Wir haben dann das kleine Gotteshaus betreten und folgten dem Gottesdienst. Alles verlief normal und auch durchaus vertraut, nur kurz vor dem Segen, also ganz am Schluss geschah etwas Erstaunliches. Eine kleine Tür vorn neben dem Chorraum tat sich auf, und die Gruppe der jungen Männer kam rein, einer nach dem anderen. Sie stellten sich an die Seite, offenbar nur mit dem einen Ziel: Sie wollten den Segen nicht verpassen. Und so geschah es dann auch. Der Pfarrer war offenbar gar nicht erstaunt, er wusste wohl um dieses seltsame Verhalten. Jedenfalls ließen wir uns alle den Segen Gottes zusprechen, und kaum, dass wir den Kopf wieder erhoben hatten, waren die jungen Leute auch schon wieder verschwunden, durch dieselbe kleine Tür vorn links.

Oft muss ich an diese Begebenheit denken. Die jungen Männer haben ja offenbar eine Menge vom Segen verstanden. Den Gottesdienst wollten sie nicht, der war ihnen zu lang und wohl auch zu langweilig. Aber den Segen wollten sie. Was haben sie sich wohl dabei gedacht? Auf jeden Fall müssen sie gedacht haben, dass das mit dem Segen irgendwie gut ist. Dass er irgendetwas Heilendes, Stärkendes an sich hat. Sonst wären sie ja draußen geblieben.

Und so ist es ja auch. Was in unserem Wort für den Tag dem großen Isaak zugesprochen wird, findet sich in der Bibel immer wieder. Immer wieder teilt Gott seinen Segen aus. Aber nicht nur damals, - bis zum heutigen Tage werden Menschen gesegnet und segnen einander. Und was passiert da? Mit dem Segen reicht Gott Ströme seiner Güte an die Menschen weiter. Im Griechischen und im Lateinischen heißt „segnen“: Etwas Gutes sagen. Gottes Güte wird weitergereicht. Eine Portion Kraft wächst den Menschen zu, die sich segnen lassen. 

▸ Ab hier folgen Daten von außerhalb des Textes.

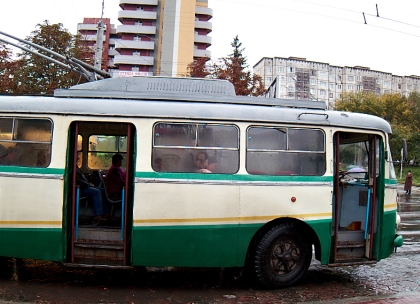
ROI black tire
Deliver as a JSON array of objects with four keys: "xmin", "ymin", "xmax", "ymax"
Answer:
[{"xmin": 253, "ymin": 223, "xmax": 312, "ymax": 288}]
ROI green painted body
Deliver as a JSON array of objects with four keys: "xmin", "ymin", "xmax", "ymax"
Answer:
[{"xmin": 0, "ymin": 228, "xmax": 64, "ymax": 262}]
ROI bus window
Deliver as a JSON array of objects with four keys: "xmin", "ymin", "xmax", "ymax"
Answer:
[
  {"xmin": 152, "ymin": 123, "xmax": 239, "ymax": 174},
  {"xmin": 88, "ymin": 135, "xmax": 127, "ymax": 170},
  {"xmin": 246, "ymin": 127, "xmax": 325, "ymax": 175},
  {"xmin": 0, "ymin": 118, "xmax": 52, "ymax": 168}
]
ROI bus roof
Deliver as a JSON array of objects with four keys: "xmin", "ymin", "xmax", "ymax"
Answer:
[{"xmin": 0, "ymin": 77, "xmax": 392, "ymax": 133}]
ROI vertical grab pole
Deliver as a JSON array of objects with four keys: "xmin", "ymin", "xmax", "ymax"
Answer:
[
  {"xmin": 365, "ymin": 187, "xmax": 370, "ymax": 240},
  {"xmin": 121, "ymin": 188, "xmax": 125, "ymax": 240},
  {"xmin": 74, "ymin": 186, "xmax": 80, "ymax": 241}
]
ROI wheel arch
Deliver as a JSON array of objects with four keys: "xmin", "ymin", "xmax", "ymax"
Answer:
[{"xmin": 245, "ymin": 217, "xmax": 322, "ymax": 266}]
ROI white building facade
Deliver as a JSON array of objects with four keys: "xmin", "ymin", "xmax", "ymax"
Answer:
[
  {"xmin": 78, "ymin": 0, "xmax": 213, "ymax": 77},
  {"xmin": 253, "ymin": 57, "xmax": 420, "ymax": 107}
]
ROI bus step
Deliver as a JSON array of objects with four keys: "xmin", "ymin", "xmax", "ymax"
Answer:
[
  {"xmin": 63, "ymin": 259, "xmax": 134, "ymax": 270},
  {"xmin": 337, "ymin": 241, "xmax": 365, "ymax": 248},
  {"xmin": 74, "ymin": 242, "xmax": 124, "ymax": 250}
]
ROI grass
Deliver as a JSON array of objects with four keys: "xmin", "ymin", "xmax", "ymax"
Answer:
[{"xmin": 395, "ymin": 166, "xmax": 420, "ymax": 187}]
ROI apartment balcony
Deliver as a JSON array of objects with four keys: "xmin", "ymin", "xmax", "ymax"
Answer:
[
  {"xmin": 114, "ymin": 55, "xmax": 154, "ymax": 65},
  {"xmin": 108, "ymin": 49, "xmax": 120, "ymax": 56},
  {"xmin": 115, "ymin": 39, "xmax": 155, "ymax": 50},
  {"xmin": 77, "ymin": 23, "xmax": 106, "ymax": 31},
  {"xmin": 193, "ymin": 49, "xmax": 211, "ymax": 58},
  {"xmin": 109, "ymin": 69, "xmax": 153, "ymax": 78},
  {"xmin": 194, "ymin": 21, "xmax": 213, "ymax": 31},
  {"xmin": 194, "ymin": 35, "xmax": 211, "ymax": 44},
  {"xmin": 81, "ymin": 35, "xmax": 96, "ymax": 41},
  {"xmin": 118, "ymin": 10, "xmax": 157, "ymax": 20},
  {"xmin": 195, "ymin": 6, "xmax": 213, "ymax": 18},
  {"xmin": 117, "ymin": 25, "xmax": 156, "ymax": 35},
  {"xmin": 120, "ymin": 0, "xmax": 158, "ymax": 6}
]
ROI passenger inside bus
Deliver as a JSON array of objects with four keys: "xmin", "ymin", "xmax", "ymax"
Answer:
[
  {"xmin": 76, "ymin": 167, "xmax": 107, "ymax": 221},
  {"xmin": 0, "ymin": 145, "xmax": 8, "ymax": 165},
  {"xmin": 106, "ymin": 153, "xmax": 126, "ymax": 200},
  {"xmin": 195, "ymin": 151, "xmax": 208, "ymax": 173}
]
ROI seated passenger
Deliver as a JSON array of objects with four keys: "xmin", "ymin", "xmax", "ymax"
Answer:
[
  {"xmin": 0, "ymin": 145, "xmax": 8, "ymax": 165},
  {"xmin": 106, "ymin": 153, "xmax": 126, "ymax": 199},
  {"xmin": 200, "ymin": 157, "xmax": 217, "ymax": 173},
  {"xmin": 195, "ymin": 151, "xmax": 208, "ymax": 172},
  {"xmin": 76, "ymin": 167, "xmax": 107, "ymax": 221}
]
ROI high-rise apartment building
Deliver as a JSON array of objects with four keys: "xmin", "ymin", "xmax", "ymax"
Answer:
[
  {"xmin": 78, "ymin": 0, "xmax": 213, "ymax": 77},
  {"xmin": 253, "ymin": 57, "xmax": 420, "ymax": 107}
]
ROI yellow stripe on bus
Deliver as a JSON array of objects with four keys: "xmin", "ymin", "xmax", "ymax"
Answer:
[
  {"xmin": 0, "ymin": 221, "xmax": 62, "ymax": 226},
  {"xmin": 134, "ymin": 212, "xmax": 332, "ymax": 224}
]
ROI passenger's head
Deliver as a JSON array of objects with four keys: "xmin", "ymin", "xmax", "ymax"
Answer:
[
  {"xmin": 195, "ymin": 152, "xmax": 208, "ymax": 169},
  {"xmin": 207, "ymin": 157, "xmax": 217, "ymax": 173},
  {"xmin": 153, "ymin": 157, "xmax": 163, "ymax": 171},
  {"xmin": 36, "ymin": 150, "xmax": 49, "ymax": 167},
  {"xmin": 112, "ymin": 153, "xmax": 124, "ymax": 167},
  {"xmin": 0, "ymin": 145, "xmax": 9, "ymax": 159}
]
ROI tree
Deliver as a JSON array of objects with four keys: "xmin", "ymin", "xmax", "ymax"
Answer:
[
  {"xmin": 14, "ymin": 20, "xmax": 89, "ymax": 94},
  {"xmin": 0, "ymin": 43, "xmax": 18, "ymax": 94},
  {"xmin": 187, "ymin": 57, "xmax": 211, "ymax": 78},
  {"xmin": 334, "ymin": 92, "xmax": 420, "ymax": 158},
  {"xmin": 213, "ymin": 36, "xmax": 265, "ymax": 96},
  {"xmin": 188, "ymin": 36, "xmax": 265, "ymax": 96}
]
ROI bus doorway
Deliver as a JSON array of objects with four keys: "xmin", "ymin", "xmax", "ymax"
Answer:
[
  {"xmin": 332, "ymin": 132, "xmax": 381, "ymax": 263},
  {"xmin": 67, "ymin": 121, "xmax": 135, "ymax": 267}
]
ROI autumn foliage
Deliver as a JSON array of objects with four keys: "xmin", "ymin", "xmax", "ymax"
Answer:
[
  {"xmin": 0, "ymin": 20, "xmax": 91, "ymax": 95},
  {"xmin": 188, "ymin": 36, "xmax": 265, "ymax": 96}
]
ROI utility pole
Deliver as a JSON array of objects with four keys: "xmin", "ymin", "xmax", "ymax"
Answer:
[{"xmin": 94, "ymin": 0, "xmax": 105, "ymax": 70}]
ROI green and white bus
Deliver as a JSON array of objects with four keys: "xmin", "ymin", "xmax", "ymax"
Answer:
[{"xmin": 0, "ymin": 77, "xmax": 402, "ymax": 288}]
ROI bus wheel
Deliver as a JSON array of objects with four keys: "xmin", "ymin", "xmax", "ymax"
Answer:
[{"xmin": 253, "ymin": 223, "xmax": 312, "ymax": 288}]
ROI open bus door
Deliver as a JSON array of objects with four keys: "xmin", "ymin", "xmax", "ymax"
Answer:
[
  {"xmin": 67, "ymin": 122, "xmax": 135, "ymax": 267},
  {"xmin": 331, "ymin": 132, "xmax": 380, "ymax": 263}
]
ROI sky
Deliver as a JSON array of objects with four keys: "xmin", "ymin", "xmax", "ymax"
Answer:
[{"xmin": 0, "ymin": 0, "xmax": 420, "ymax": 76}]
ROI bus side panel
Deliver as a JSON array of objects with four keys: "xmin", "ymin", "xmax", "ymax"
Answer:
[
  {"xmin": 0, "ymin": 172, "xmax": 63, "ymax": 261},
  {"xmin": 0, "ymin": 228, "xmax": 63, "ymax": 261},
  {"xmin": 132, "ymin": 180, "xmax": 239, "ymax": 267},
  {"xmin": 132, "ymin": 225, "xmax": 242, "ymax": 267},
  {"xmin": 378, "ymin": 188, "xmax": 397, "ymax": 260}
]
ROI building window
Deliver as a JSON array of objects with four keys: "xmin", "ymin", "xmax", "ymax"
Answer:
[{"xmin": 151, "ymin": 122, "xmax": 239, "ymax": 174}]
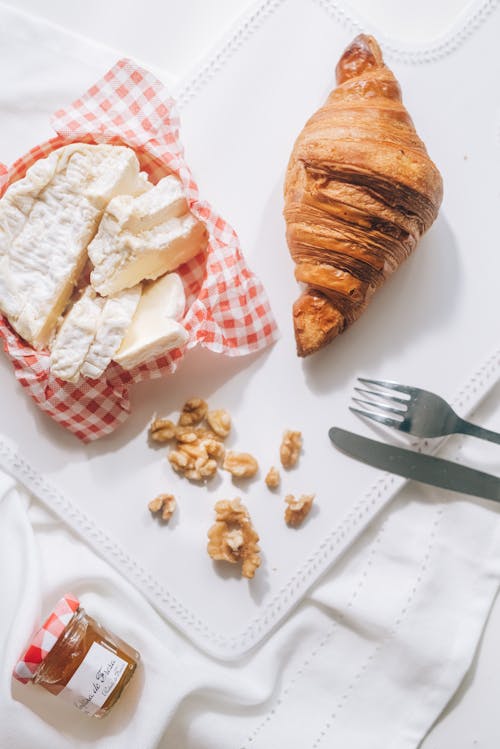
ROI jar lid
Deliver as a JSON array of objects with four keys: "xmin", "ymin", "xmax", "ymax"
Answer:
[{"xmin": 12, "ymin": 593, "xmax": 80, "ymax": 684}]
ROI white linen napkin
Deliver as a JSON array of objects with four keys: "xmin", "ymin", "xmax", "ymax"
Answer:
[
  {"xmin": 0, "ymin": 462, "xmax": 500, "ymax": 749},
  {"xmin": 0, "ymin": 2, "xmax": 500, "ymax": 749}
]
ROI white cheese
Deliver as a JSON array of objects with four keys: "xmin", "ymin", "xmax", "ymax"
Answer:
[
  {"xmin": 50, "ymin": 287, "xmax": 106, "ymax": 383},
  {"xmin": 114, "ymin": 273, "xmax": 189, "ymax": 369},
  {"xmin": 0, "ymin": 143, "xmax": 148, "ymax": 348},
  {"xmin": 89, "ymin": 175, "xmax": 208, "ymax": 296},
  {"xmin": 80, "ymin": 286, "xmax": 141, "ymax": 379}
]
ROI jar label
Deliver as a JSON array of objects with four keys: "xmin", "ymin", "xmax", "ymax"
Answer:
[{"xmin": 58, "ymin": 642, "xmax": 127, "ymax": 715}]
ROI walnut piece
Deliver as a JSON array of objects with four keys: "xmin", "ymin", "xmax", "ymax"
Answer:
[
  {"xmin": 168, "ymin": 440, "xmax": 217, "ymax": 481},
  {"xmin": 175, "ymin": 426, "xmax": 220, "ymax": 442},
  {"xmin": 207, "ymin": 499, "xmax": 261, "ymax": 578},
  {"xmin": 280, "ymin": 429, "xmax": 302, "ymax": 468},
  {"xmin": 179, "ymin": 398, "xmax": 208, "ymax": 427},
  {"xmin": 285, "ymin": 494, "xmax": 315, "ymax": 528},
  {"xmin": 149, "ymin": 419, "xmax": 176, "ymax": 442},
  {"xmin": 148, "ymin": 494, "xmax": 177, "ymax": 520},
  {"xmin": 265, "ymin": 466, "xmax": 280, "ymax": 489},
  {"xmin": 207, "ymin": 408, "xmax": 231, "ymax": 439},
  {"xmin": 222, "ymin": 450, "xmax": 259, "ymax": 479}
]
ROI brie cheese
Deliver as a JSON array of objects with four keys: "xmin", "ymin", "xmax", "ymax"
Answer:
[
  {"xmin": 50, "ymin": 287, "xmax": 106, "ymax": 383},
  {"xmin": 89, "ymin": 175, "xmax": 208, "ymax": 296},
  {"xmin": 114, "ymin": 273, "xmax": 189, "ymax": 369},
  {"xmin": 80, "ymin": 286, "xmax": 141, "ymax": 379},
  {"xmin": 0, "ymin": 143, "xmax": 148, "ymax": 349}
]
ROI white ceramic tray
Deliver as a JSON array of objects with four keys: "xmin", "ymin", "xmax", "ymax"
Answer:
[{"xmin": 0, "ymin": 0, "xmax": 500, "ymax": 658}]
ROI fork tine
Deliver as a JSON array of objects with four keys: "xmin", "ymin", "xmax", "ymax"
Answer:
[
  {"xmin": 349, "ymin": 406, "xmax": 401, "ymax": 429},
  {"xmin": 358, "ymin": 377, "xmax": 414, "ymax": 395},
  {"xmin": 353, "ymin": 397, "xmax": 406, "ymax": 417},
  {"xmin": 353, "ymin": 387, "xmax": 410, "ymax": 410}
]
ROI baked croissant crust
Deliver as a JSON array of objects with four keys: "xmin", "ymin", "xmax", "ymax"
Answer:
[{"xmin": 284, "ymin": 34, "xmax": 443, "ymax": 356}]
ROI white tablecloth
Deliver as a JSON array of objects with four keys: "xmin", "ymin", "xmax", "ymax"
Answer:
[{"xmin": 0, "ymin": 3, "xmax": 500, "ymax": 749}]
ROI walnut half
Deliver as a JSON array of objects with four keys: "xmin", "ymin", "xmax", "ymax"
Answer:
[
  {"xmin": 280, "ymin": 429, "xmax": 302, "ymax": 468},
  {"xmin": 265, "ymin": 466, "xmax": 280, "ymax": 489},
  {"xmin": 222, "ymin": 450, "xmax": 259, "ymax": 479},
  {"xmin": 285, "ymin": 494, "xmax": 315, "ymax": 528},
  {"xmin": 207, "ymin": 499, "xmax": 261, "ymax": 578},
  {"xmin": 179, "ymin": 398, "xmax": 208, "ymax": 427},
  {"xmin": 148, "ymin": 494, "xmax": 177, "ymax": 520},
  {"xmin": 149, "ymin": 419, "xmax": 176, "ymax": 442}
]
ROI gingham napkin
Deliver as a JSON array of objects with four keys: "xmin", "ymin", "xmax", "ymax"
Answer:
[{"xmin": 0, "ymin": 59, "xmax": 277, "ymax": 442}]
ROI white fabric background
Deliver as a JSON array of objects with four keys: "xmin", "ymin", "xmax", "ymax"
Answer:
[{"xmin": 0, "ymin": 0, "xmax": 500, "ymax": 749}]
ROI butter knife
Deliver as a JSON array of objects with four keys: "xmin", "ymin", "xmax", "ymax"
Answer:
[{"xmin": 328, "ymin": 427, "xmax": 500, "ymax": 502}]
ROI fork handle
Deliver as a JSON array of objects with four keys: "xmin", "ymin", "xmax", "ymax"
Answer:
[{"xmin": 457, "ymin": 419, "xmax": 500, "ymax": 445}]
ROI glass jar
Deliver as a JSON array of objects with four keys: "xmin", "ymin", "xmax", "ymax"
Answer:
[{"xmin": 13, "ymin": 594, "xmax": 140, "ymax": 718}]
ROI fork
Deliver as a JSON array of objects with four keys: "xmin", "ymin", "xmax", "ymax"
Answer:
[{"xmin": 349, "ymin": 377, "xmax": 500, "ymax": 444}]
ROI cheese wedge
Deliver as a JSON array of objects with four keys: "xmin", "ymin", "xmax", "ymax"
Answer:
[
  {"xmin": 89, "ymin": 175, "xmax": 208, "ymax": 296},
  {"xmin": 0, "ymin": 143, "xmax": 149, "ymax": 349},
  {"xmin": 50, "ymin": 287, "xmax": 106, "ymax": 383},
  {"xmin": 80, "ymin": 285, "xmax": 141, "ymax": 379},
  {"xmin": 50, "ymin": 286, "xmax": 141, "ymax": 383},
  {"xmin": 114, "ymin": 273, "xmax": 189, "ymax": 369}
]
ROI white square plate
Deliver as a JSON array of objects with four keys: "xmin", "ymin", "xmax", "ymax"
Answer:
[{"xmin": 0, "ymin": 0, "xmax": 500, "ymax": 657}]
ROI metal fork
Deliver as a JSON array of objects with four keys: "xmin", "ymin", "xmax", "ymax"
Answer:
[{"xmin": 349, "ymin": 377, "xmax": 500, "ymax": 444}]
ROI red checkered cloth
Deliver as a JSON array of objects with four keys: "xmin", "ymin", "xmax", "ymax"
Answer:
[
  {"xmin": 0, "ymin": 60, "xmax": 277, "ymax": 442},
  {"xmin": 12, "ymin": 593, "xmax": 80, "ymax": 684}
]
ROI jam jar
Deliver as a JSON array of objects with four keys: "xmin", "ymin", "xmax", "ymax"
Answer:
[{"xmin": 13, "ymin": 593, "xmax": 140, "ymax": 718}]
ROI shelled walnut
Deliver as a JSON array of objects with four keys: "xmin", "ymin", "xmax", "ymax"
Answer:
[
  {"xmin": 168, "ymin": 440, "xmax": 217, "ymax": 481},
  {"xmin": 149, "ymin": 419, "xmax": 177, "ymax": 442},
  {"xmin": 148, "ymin": 494, "xmax": 177, "ymax": 520},
  {"xmin": 285, "ymin": 494, "xmax": 315, "ymax": 528},
  {"xmin": 207, "ymin": 499, "xmax": 261, "ymax": 578},
  {"xmin": 265, "ymin": 466, "xmax": 280, "ymax": 489},
  {"xmin": 280, "ymin": 429, "xmax": 302, "ymax": 468},
  {"xmin": 179, "ymin": 398, "xmax": 208, "ymax": 427},
  {"xmin": 222, "ymin": 450, "xmax": 259, "ymax": 479}
]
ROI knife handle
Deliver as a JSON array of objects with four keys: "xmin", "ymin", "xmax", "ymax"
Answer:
[{"xmin": 457, "ymin": 419, "xmax": 500, "ymax": 445}]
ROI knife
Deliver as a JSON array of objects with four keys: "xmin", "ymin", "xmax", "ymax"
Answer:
[{"xmin": 328, "ymin": 427, "xmax": 500, "ymax": 502}]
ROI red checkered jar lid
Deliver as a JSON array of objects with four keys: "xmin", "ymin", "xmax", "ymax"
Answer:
[{"xmin": 12, "ymin": 593, "xmax": 80, "ymax": 684}]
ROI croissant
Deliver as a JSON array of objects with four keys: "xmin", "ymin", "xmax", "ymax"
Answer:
[{"xmin": 284, "ymin": 34, "xmax": 443, "ymax": 356}]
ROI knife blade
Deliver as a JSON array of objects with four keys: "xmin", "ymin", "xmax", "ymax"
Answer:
[{"xmin": 328, "ymin": 427, "xmax": 500, "ymax": 502}]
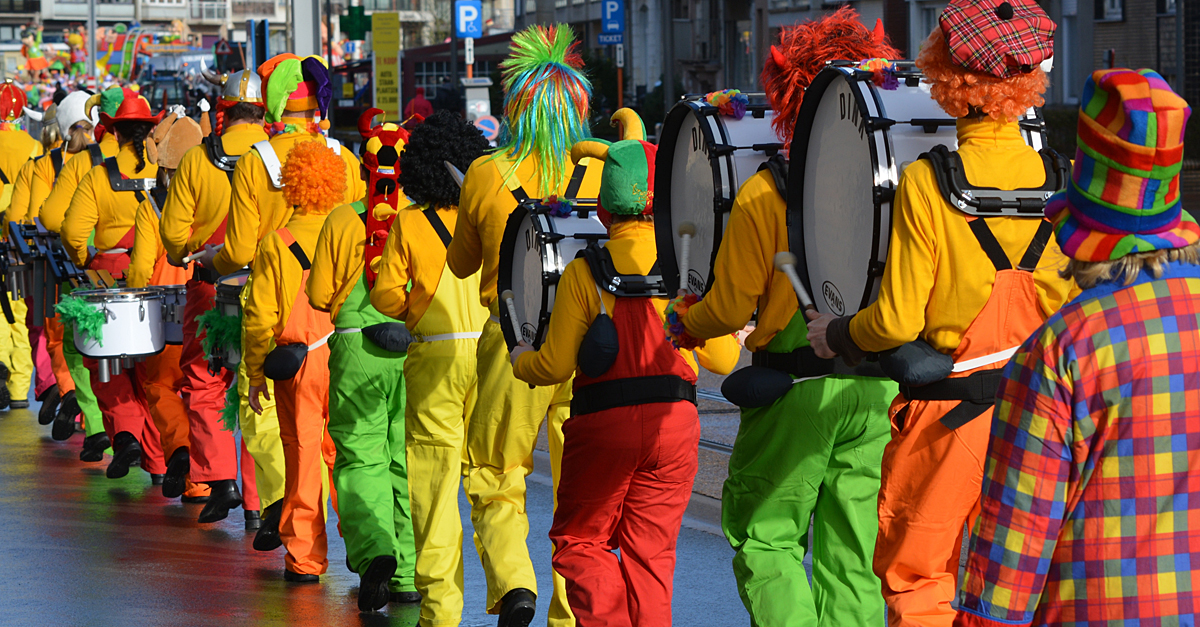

Das haben wohl auch die jungen Leute in Österreich verstanden. Und seit ich das selbst auch noch mehr begriffen habe, mache ich beim Segen immer die Hände auf. Mir wird ja nicht nur etwas zugesprochen; ich bekomme ja etwas. Um mir das bewusst zu machen, öffne ich die Hände wie jemand, der Wasser schöpfen möchte. Und unsere Kinder haben wir, als sie noch klein waren, regelmäßig gesegnet, wenn sie schliefen, in ihren Kinderbetten. Und es geht ja weiter: Ich kann auch mit meinem Gebet Menschen segnen, wenn sie gar nicht dabei sind. Der Segen erreicht sie doch. Gottes Segen tut gut, Segen wirkt, auf jeden Fall. Segen heilt, ja, Segen durchschneidet auch eine Geschichte der Verbitterung. Voller Wunder ist das mit dem Segnen.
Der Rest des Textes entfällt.